I stumbled across this question while dealing with a similar issue. I came up with a solution based on using a Python generator, together with the TF dataset construction method from_generator
. Because we use a generator, the HDF5 file should be opened for reading only once and kept open as long as there are entries to read. So it will not be opened, read, and then closed for every single call to get the next data element.
Generator definition
To allow the user to pass in the HDF5 filename as an argument, I generated a class that has a __call__
method since from_generator
specifies that the generator has to be callable. This is the generator:
import h5py
import tensorflow as tf
class generator:
def __init__(self, file):
self.file = file
def __call__(self):
with h5py.File(self.file, 'r') as hf:
for im in hf["train_img"]:
yield im
By using a generator, the code should pick up from where it left off at each call from the last time it returned a result, instead of running everything from the beginning again. In this case it is on the next iteration of the inner for
loop. So this should skip opening the file again for reading, keeping it open as long as there is data to yield
. For more on generators, see this excellent Q&A.
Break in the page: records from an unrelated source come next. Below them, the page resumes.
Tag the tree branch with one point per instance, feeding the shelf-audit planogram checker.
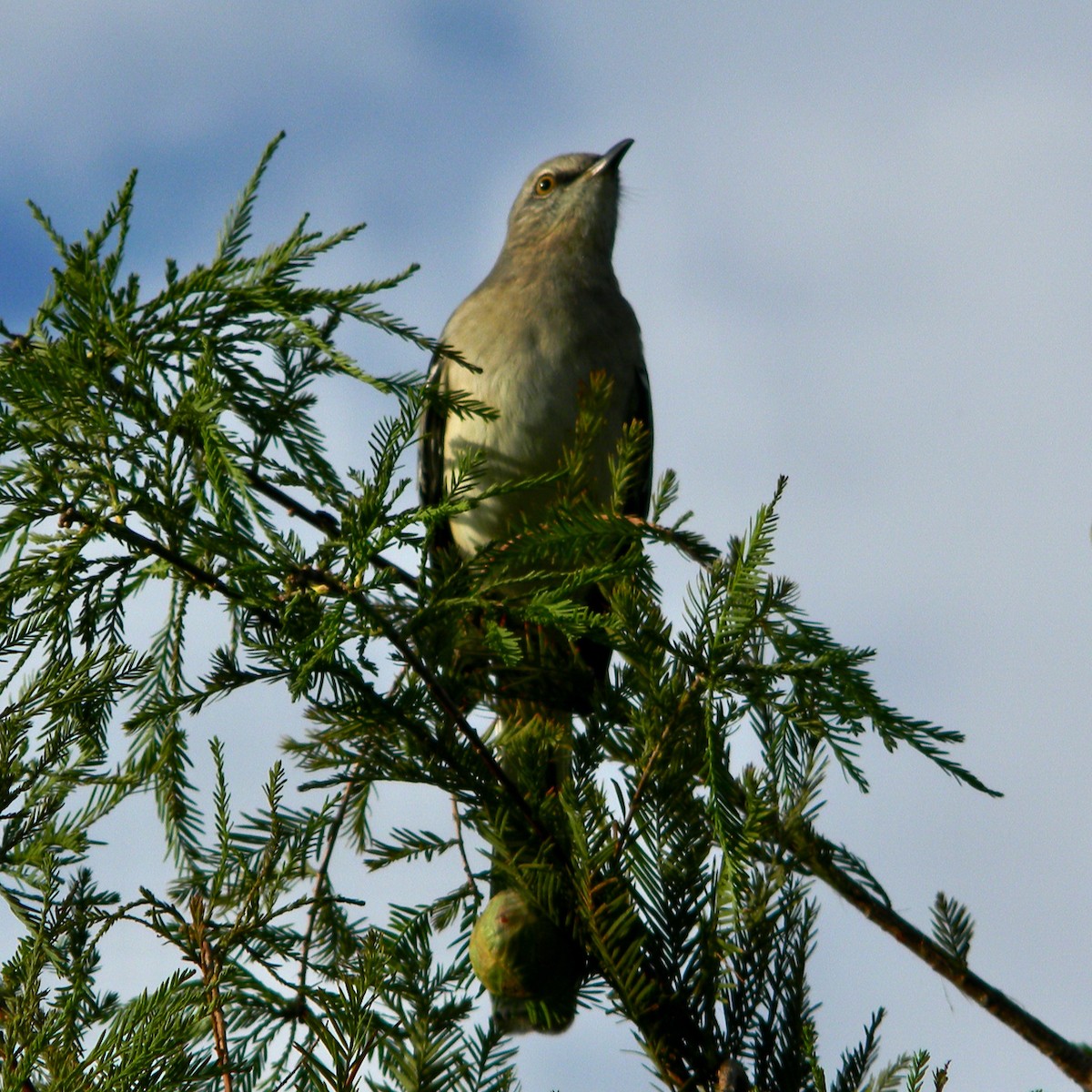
(817, 855)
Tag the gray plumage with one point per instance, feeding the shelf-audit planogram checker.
(549, 315)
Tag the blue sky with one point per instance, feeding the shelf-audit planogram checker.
(858, 239)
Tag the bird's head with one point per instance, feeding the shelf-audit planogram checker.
(569, 205)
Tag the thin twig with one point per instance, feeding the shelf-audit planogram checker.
(462, 849)
(323, 521)
(622, 834)
(817, 855)
(210, 973)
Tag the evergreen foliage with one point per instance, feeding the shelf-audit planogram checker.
(164, 452)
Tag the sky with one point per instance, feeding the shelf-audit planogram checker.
(858, 239)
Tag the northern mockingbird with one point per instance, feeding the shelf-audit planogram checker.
(547, 317)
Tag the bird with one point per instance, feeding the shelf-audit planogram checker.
(527, 344)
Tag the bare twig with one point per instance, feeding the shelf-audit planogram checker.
(817, 855)
(323, 521)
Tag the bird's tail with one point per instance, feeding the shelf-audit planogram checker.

Of course, you will have to replace anything inside the with
block to match how your dataset is constructed and what outputs you want to obtain.
Usage example
ds = tf.data.Dataset.from_generator(
generator(hdf5_path),
tf.uint8,
tf.TensorShape([427,561,3]))
value = ds.make_one_shot_iterator().get_next()
# Example on how to read elements
while True:
try:
data = sess.run(value)
print(data.shape)
except tf.errors.OutOfRangeError:
print('done.')
break
Again, in my case I had stored uint8
images of height 427
, width 561
, and 3
color channels in my dataset, so you will need to modify these in the above call to match your use case.
Handling multiple files
I have a proposed solution for handling multiple HDF5 files. The basic idea is to construct a Dataset
from the filenames as usual, and then use the interleave
method to process many input files concurrently, getting samples from each of them to form a batch, for example.
The idea is as follows:
ds = tf.data.Dataset.from_tensor_slices(filenames)
# You might want to shuffle() the filenames here depending on the application
ds = ds.interleave(lambda filename: tf.data.Dataset.from_generator(
generator(filename),
tf.uint8,
tf.TensorShape([427,561,3])),
cycle_length, block_length)
What this does is open cycle_length
files concurrently, and produce block_length
items from each before moving to the next file - see interleave
documentation for details. You can set the values here to match what is appropriate for your application: e.g., do you need to process one file at a time or several concurrently, do you only want to have a single sample at a time from each file, and so on.
Edit: for a parallel version, take a look at tf.contrib.data.parallel_interleave
!
Possible caveats
Be aware of the peculiarities of using from_generator
if you decide to go with the solution. For Tensorflow 1.6.0, the documentation of from_generator
mentions these two notes.
It may be challenging to apply this across different environments or with distributed training:
NOTE: The current implementation of Dataset.from_generator() uses
tf.py_func and inherits the same constraints. In particular, it
requires the Dataset- and Iterator-related operations to be placed on
a device in the same process as the Python program that called
Dataset.from_generator(). The body of generator will not be serialized
in a GraphDef, and you should not use this method if you need to
serialize your model and restore it in a different environment.
Be careful if the generator depends on external state:
NOTE: If generator depends on mutable global variables or other
external state, be aware that the runtime may invoke generator
multiple times (in order to support repeating the Dataset) and at any
time between the call to Dataset.from_generator() and the production
of the first element from the generator. Mutating global variables or
external state can cause undefined behavior, and we recommend that you
explicitly cache any external state in generator before calling
Dataset.from_generator().